Masalah psikologi Hergé

[sunting | sunting sumber]

Pada masa penulisan Tintin di Tibet, Hergé tengah mengalami masa traumatis yang besar dalam hidupnya dan menderita gangguan kejiwaan. Pada tahun 1956, hubungan dengan istrinya, Germaine—yang ia nikahi pada 1932—mengalami keretakan. Pada tahun 1958, ia tertarik dan jatuh hati dengan Fanny Vlaminck, seorang pemberi warna di Studios Hergé yang 28 tahun lebih muda darinya; dan ternyata cintanya tidak bertepuk sebelah tangan.[17] Mereka mulai melakukan pendekatan; keberadaan Fanny membuat moral Hergé pulih apalagi Fanny memiliki minat yang sama dengannya.[18] Germaine kemudian mulai ikut campur dengan urusan pendekatan tersebut sehingga Hergé mengaku bahwa ia bermaksud untuk mempertahankan hubungan dengan dua wanita tersebut.[19] Saat ia gagal mendapatkan izin Germaine, ia mulai mempertimbangkan agar menceraikan Germaine untuk menikahi Fanny.[20] Namun, latar belakang Katolik dan etika kepanduannya membuatnya merasa sangat bersalah.[21] Ia mengemukakan dalam wawancara dengan Numa Sadoul:

"Ini menandakan titik balik dari seluruh nilaiku—sangat menggoncangkan! Ini adalah krisis moral yang serius: aku sudah menikah, dan aku mencintai orang lain; aku tak tahan lagi hidup bersama istriku, tetapi di sisi lain, aku punya prinsip seperti dalam kepanduan untuk mempertahankan janji yang pernah kubuat selamanya. Ini adalah malapetaka yang nyata. Aku benar-benar tercabik."[22]

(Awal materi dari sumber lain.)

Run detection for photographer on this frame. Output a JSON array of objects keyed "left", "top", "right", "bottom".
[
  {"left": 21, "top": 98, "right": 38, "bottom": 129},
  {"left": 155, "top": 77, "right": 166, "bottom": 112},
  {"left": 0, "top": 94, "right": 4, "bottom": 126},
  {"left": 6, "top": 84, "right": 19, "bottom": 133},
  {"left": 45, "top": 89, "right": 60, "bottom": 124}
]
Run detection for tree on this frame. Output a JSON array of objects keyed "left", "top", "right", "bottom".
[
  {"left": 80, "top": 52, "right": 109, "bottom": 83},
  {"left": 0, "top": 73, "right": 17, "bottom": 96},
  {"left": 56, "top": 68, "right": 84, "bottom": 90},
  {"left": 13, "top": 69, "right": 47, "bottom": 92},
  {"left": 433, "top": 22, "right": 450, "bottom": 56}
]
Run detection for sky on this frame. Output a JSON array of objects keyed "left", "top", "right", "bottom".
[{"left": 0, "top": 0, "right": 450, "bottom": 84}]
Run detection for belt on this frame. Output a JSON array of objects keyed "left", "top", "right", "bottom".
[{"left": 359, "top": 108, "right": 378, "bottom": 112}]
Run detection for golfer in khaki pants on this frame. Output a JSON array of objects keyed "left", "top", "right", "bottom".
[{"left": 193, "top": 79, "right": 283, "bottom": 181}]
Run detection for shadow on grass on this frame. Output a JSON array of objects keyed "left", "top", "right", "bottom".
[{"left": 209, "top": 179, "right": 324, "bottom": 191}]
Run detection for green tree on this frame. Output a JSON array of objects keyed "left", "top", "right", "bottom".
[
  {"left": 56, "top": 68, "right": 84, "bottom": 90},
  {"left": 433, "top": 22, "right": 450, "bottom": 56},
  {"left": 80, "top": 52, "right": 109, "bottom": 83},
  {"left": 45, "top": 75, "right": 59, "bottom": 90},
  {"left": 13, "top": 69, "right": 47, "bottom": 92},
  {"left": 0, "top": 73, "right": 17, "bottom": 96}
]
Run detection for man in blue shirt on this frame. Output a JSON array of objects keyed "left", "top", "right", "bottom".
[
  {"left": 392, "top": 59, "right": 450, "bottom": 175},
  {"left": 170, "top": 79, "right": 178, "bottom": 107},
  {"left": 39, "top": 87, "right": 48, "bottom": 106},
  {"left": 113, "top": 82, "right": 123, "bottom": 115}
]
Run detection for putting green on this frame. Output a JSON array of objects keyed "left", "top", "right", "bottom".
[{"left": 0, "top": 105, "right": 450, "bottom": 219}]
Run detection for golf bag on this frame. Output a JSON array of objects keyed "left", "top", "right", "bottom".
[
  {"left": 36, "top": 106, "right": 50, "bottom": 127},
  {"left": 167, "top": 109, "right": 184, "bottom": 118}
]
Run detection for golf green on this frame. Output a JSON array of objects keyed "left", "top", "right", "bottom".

Pada masa ini, Hergé mengalami mimpi buruk berulang yang mana ia dihadapkan dengan citra-citra yang ia sebut sebagai "keindahan dan kekejaman warna putih"—penglihatan atas warna putih dan salju yang tak dapat ia jelaskan.[23] Di kemudian hari, ia berkata kepada Sadoul:

"Pada masa itu, aku menjalani masa krisis yang nyata; mimpi-mimpiku hampir selalu berupa mimpi berwarna putih. Dan mereka benar-benar membuatku tertekan. Aku membuat catatan tentangnya; aku mengingat mimpi yang mana aku berada dalam satu jenis menara yang terbuat dari serangkaian lereng. Dedaunan kering berjatuhan dan menyelimuti segalanya. Pada suatu saat, dalam ceruk yang berwarna putih tanpa noda, sebuah tengkorak putih tampak berusaha untuk menangkapku. Dan kemudian seketika itu semua yang ada di sekitarku menjadi putih."[22]

Menuruti nasihat mantan editornya, Raymond de Becker, Hergé mengunjungi Zürich untuk berkonsultasi dengan psikoanalis Swiss Franz Riklin, seorang murid dari Carl Jung, untuk mendapatkan penjelasan tentang mimpi-mimpi yang mengganggunya.[24] Riklin menyimpulkan adanya "pengejaran kesucian" yang sangat menonjol muncul dalam mimpi-mimpi Hergé dan pada akhirnya dalam Tintin di Tibet.[25] Riklin memberitahukan si penulis bahwa ia harus menghancurkan "iblis kesucian" dalam pikirannya secepat mungkin: "Aku tak ingin membuatmu putus asa tetapi dirimu tak akan bisa mencapai target pekerjaanmu. Pada akhirnya, hanya ada satu pilihan: kamu harus melewati krisis ini atau melanjutkan karya itu. Jika aku adalah dirimu, aku akan langsung berhenti mengerjakan cerita itu!"[26]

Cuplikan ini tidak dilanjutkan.